Access Holdings PLC has released an explanatory note to their Shareholders on the resolutions to be considered at their Extraordinary Meeting scheduled to hold on December 18, 2025, where they would be considering raising additional capital through Private Placement of 1.975 billion ordinary shares at ₦20.25 per share. In a recent article we had outlined this plan as announced by the company, and concerns expressed by shareholders regarding the exercise, especially as Access Holdings was one of the first commercial banks to meet up with the new minimum Capital base requirement of ₦500 billion set by the CBN ahead of the 2026 deadline through a rights issue done between July and August 2024, where they raised over ₦350 billion with the offer priced at ₦19.75 per share, which took up their shares outstanding to over 53 billion shares.
The Notice of Extraordinary General Meeting which was published on the NGX on the 27th of November, 2025 outlined that the company will be raising an additional capital of up to ₦40 billion or such other amount or their equivalent in foreign currencies as the Board of Directors may determine, through a private placement. They also proposed to increase the share capital of the company from ₦26.658 billion consisting of 53.3 billion ordinary shares to ₦27.646 billion consisting of 55.29 billion by the creation of over 1.975 billion additional shares.
In their explanation, the company noted that the Central Bank of Nigeria had on November 14, 2025 written to all Financial Holding Companies in Nigeria (of which Access Holdings is one) to provide clarity on guidelines on the computation of minimum paid-up capital by Financial Holding companies to address divergent interpretations.
Section 7.1 of the Guidelines states that: "A Financial Holding Company shall have a minimum paid-up capital which shall exceed the sum of the minimum paid-up capital of all its subsidiaries, as may be prescribed from time to time by the sector regulators." The CBN clarified that minimum paid-up capital shall comprise of the aggregate of the par value of issued shares and any share premium arising from their issuance.
Section 7.2 (iii) of the Guidelines further provides that: "A Financial Holding Company shall not pay dividend on its shares except it has complied with any capital ratio requirements as stipulated in Sections 3.5.3 and 7.1 of the CBN Guidelines".
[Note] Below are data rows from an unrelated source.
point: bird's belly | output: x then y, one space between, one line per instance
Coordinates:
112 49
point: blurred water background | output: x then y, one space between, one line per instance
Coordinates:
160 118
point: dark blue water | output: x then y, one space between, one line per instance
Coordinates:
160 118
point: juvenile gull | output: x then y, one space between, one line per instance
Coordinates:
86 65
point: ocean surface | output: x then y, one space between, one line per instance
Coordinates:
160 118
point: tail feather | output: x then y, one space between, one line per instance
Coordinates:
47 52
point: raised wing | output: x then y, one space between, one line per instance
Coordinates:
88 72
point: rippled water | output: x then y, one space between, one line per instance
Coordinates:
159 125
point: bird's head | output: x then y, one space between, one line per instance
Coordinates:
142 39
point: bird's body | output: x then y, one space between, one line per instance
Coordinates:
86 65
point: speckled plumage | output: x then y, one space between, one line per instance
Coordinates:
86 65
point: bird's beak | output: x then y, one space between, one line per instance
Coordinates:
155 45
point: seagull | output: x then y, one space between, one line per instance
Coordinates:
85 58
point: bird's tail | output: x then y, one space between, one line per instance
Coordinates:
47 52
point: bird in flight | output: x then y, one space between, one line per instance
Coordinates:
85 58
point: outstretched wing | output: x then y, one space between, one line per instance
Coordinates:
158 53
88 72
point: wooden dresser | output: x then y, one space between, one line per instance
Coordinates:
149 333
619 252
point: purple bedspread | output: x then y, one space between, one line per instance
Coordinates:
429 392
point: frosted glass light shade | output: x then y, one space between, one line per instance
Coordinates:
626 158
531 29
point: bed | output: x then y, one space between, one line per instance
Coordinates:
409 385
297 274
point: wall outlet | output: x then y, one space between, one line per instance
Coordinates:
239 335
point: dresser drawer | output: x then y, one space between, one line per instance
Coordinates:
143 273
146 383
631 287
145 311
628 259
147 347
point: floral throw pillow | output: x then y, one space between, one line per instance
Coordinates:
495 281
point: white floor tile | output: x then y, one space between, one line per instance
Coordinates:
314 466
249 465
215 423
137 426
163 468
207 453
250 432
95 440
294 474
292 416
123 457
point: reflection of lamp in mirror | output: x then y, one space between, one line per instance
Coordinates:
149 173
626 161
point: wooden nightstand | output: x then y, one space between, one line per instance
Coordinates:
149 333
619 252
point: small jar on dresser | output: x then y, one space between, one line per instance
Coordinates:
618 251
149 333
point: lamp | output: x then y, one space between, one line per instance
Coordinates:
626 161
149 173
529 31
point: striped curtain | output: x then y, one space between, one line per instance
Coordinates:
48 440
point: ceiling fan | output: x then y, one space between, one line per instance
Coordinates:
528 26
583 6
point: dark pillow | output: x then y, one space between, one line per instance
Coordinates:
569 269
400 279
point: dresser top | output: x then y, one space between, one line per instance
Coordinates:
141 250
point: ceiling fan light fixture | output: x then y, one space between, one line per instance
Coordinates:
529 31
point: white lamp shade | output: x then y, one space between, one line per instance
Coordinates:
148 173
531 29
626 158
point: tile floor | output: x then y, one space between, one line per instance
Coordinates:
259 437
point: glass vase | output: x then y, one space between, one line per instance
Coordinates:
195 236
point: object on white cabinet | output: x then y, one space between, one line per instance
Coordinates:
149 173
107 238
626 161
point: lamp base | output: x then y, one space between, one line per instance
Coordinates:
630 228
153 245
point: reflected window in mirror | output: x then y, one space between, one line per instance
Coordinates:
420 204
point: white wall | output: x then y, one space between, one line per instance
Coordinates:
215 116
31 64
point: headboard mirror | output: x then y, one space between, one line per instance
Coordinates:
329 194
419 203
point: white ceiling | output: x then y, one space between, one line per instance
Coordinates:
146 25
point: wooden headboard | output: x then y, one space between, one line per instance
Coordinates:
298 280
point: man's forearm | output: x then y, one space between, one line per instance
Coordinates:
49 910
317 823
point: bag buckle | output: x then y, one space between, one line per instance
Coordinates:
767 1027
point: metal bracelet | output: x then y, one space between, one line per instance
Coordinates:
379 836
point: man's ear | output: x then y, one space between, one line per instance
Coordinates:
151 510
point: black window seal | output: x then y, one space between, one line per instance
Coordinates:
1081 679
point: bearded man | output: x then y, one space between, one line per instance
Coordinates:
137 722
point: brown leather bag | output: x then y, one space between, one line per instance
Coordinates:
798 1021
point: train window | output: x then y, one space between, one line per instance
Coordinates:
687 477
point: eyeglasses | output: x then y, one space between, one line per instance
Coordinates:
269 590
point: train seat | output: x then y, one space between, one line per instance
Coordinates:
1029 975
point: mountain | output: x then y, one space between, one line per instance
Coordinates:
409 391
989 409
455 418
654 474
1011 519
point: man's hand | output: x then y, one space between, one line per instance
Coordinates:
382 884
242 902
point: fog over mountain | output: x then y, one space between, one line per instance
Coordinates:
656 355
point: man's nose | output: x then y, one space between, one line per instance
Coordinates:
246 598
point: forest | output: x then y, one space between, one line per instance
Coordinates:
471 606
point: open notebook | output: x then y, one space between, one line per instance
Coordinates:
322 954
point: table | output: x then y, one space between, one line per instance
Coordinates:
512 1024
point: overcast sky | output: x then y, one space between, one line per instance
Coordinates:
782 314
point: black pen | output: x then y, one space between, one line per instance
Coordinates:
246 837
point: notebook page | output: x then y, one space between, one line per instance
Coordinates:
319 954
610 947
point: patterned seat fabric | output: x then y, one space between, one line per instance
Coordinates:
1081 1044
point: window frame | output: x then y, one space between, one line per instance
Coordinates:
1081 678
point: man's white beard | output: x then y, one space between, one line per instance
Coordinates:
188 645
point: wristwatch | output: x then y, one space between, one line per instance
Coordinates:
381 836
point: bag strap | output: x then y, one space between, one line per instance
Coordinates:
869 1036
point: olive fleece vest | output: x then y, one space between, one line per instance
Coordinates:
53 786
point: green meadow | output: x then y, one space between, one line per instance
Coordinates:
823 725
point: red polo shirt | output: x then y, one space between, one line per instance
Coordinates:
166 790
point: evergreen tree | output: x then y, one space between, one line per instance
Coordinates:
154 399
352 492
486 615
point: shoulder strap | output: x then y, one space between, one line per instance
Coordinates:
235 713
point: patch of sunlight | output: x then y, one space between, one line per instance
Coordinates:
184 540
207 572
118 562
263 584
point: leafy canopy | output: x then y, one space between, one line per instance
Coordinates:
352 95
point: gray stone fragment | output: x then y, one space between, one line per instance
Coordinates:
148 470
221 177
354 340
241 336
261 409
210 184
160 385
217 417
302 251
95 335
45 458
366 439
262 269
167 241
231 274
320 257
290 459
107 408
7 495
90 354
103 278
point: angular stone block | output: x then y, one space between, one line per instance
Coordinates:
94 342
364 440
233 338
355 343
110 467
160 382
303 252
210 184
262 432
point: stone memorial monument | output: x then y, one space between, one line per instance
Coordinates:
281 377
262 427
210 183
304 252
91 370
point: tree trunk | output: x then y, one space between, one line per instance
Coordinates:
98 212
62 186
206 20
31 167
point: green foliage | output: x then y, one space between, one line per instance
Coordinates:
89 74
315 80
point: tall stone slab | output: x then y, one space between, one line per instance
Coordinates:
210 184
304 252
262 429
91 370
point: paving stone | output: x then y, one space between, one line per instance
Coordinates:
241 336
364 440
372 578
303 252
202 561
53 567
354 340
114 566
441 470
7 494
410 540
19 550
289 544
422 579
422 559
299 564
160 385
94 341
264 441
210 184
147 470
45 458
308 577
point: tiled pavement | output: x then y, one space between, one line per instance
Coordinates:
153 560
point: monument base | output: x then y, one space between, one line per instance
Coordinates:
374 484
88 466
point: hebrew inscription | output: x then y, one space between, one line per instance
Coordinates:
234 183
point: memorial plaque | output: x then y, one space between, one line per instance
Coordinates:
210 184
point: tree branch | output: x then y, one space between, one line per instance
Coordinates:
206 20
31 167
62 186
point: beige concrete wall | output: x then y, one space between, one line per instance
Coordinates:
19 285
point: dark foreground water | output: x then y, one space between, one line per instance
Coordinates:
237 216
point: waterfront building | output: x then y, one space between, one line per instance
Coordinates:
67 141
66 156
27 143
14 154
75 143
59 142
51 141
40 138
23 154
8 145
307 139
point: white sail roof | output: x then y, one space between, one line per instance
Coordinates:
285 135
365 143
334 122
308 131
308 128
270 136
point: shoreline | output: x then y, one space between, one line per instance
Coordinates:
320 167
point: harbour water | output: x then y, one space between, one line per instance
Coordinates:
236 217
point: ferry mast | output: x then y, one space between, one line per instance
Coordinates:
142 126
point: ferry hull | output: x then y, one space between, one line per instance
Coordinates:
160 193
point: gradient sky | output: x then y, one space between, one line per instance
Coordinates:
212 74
Access Holdings therefore clarified that "considering the above and having assessed the Company's paid up capital vis-a-vis CBN's clarification, the Board identified a gap of ₦18.66 billion in the Company's paid-up capital compared to the aggregate paid up capital of its subsidiaries. The Board also determined the need for the Company to maintain reasonable capital buffer to support the capitalization of other subsidiaries in line with the emergent regulatory directives and enhance its overall capital adequacy and resilience." In order to comply with the CBN Guidelines by December 31, 2025, the company's Board concluded that the most appropriate option available to the company towards the capital raise before the deadline is through a Private Placement of ordinary shares, which would also position the company for dividend payments in compliance with the CBN Guidelines.
In essence, if the company is successful with the proposed Private Placement, it will
- meet the relevant CBN Guidelines on minimum paid-up capital for a financial holding company
- avoid constraints on the payment of dividends (recall that the company did not declare an interim dividend for H1, 2025, which was disappointing to shareholders. Refer to this article)
- have increased capital flexibility to address new regulatory capital requirements affecting its subsidiaries
- strengthen its overall financial stability and resilience.
- When will the bank begin to sweat its assets and capital optimally and begin to give adequate return on assets and capital to investors?
- Why is it that while other top tier Nigerian Banks are tactical in the way that they raise capital to reduce dilution of existing shareholders, Access Holdings doe not seem to consider that, but rather seems to be delighted at bloating their outstanding shares, which continues to water down returns per share especially in the near term and impact share price appreciation? For instance, why price this private placement at ₦20.25, when Access Holdings shares at a time this year had traded circa ₦27?